AI Series – Part 3: Data Collection and Preparation
3) Data Collection and Preparation
From Data Analysis we come to Data Collection and Preparation. First you need to collect and bring the data into a central depository with the goal of developing a unified database. Data unification is our fundamental challenge here.
Before we dive in, let’s begin with a few quotes from Vin Vashishta‘s new book, ‘From Data to Profit’. “There is no finish line”, “Continuous transformation is a framework to manage the evolutionary nature of technology.” This mindset directly supports the concept for creating antifragile systems that evolve and become stronger over long periods of time. By doing the work for the long game you can uncover trends with customers, industries and assets and see how things are evolving so you can see the future. So how are you going to set up your company’s transformation framework to handle all the new data requirements? How is it going to become stronger over time as your company and the industry evolves? (Note: CoE and Governance.)
Some years ago I was sitting in a room for a week with a team of analysts pulling, transforming and aggregating data from 7 disparate systems. In another project we were tackling large SAP data sets with strict medical governance challenges which lasted the length of the project. While this is heavy lifting, it is never an easy task regardless of the quantity or quality of your data. Take a deep breath and prepare your teams for some serious work.
Data Collection:
I really enjoy this part of the process. It’s heads down straight into all the systems to begin process value mappings. I like to think of it as detective work. I typically work forwards and backwards to identify the systems so I know what I’m dealing with and the process lifecycles they map to. Here is a key takeaway – this is the time to make things better by eliminating and streamlining processes and balancing out the org as a unit (MVC). Ex. If you see an heavy object (too many actions) you may want to drop these lower to disperse the weight and drive quicker value per request. If a process or model has too many connections or touch points, bring them down. So many examples here.

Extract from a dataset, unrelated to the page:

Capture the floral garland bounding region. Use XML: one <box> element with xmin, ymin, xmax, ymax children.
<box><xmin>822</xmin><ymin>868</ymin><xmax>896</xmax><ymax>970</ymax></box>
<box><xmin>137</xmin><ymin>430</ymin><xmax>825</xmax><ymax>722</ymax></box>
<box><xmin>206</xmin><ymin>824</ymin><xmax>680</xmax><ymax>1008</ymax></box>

This is the time to ask a lot of questions but I like to have 5-7 that I repeat daily with my clients. Here are a few I use to make sure I/we am looking at things in the best manner:
– Is there a better way of executing this information or action?
– Why are we doing it this way?
– Why is this important to you? (*my favorite)
– Can we automate this process?
Go to the drawing board and really challenge the current design.
Data Preparation:
Clean the data
– ie. No Duplicates
– Delete the bottom low value records, processes, triggers, etc – clean house! Go for 10>30% if (ie. unused) in 2-3 years, streamline associated processes and tables. Salesforce provides so much support for these actions.
– Tools: Trifacta, OpenRefine, DataRobot
Apply Standardized Data Protocols (*CoE)
– You should have figured out via your new Data Mgmt CoE how to execute and automate as much as possible on this task with governance, protocols, standards, tools, team and execution owners and processes to name a few.
Transform the data.
– Ex. date, time transformation.
– Metadata please…
Aggregate:
Bring it all together to identify how users like Field Techs, Sales, Service and Marketing users can have the data they need to service their customers. Getting the right product or part to the right customer or asset at the right time and in the right way (skills, tools, dynamic checklists, etc.) for a one and done success rate. One brain, many fingers working in unison.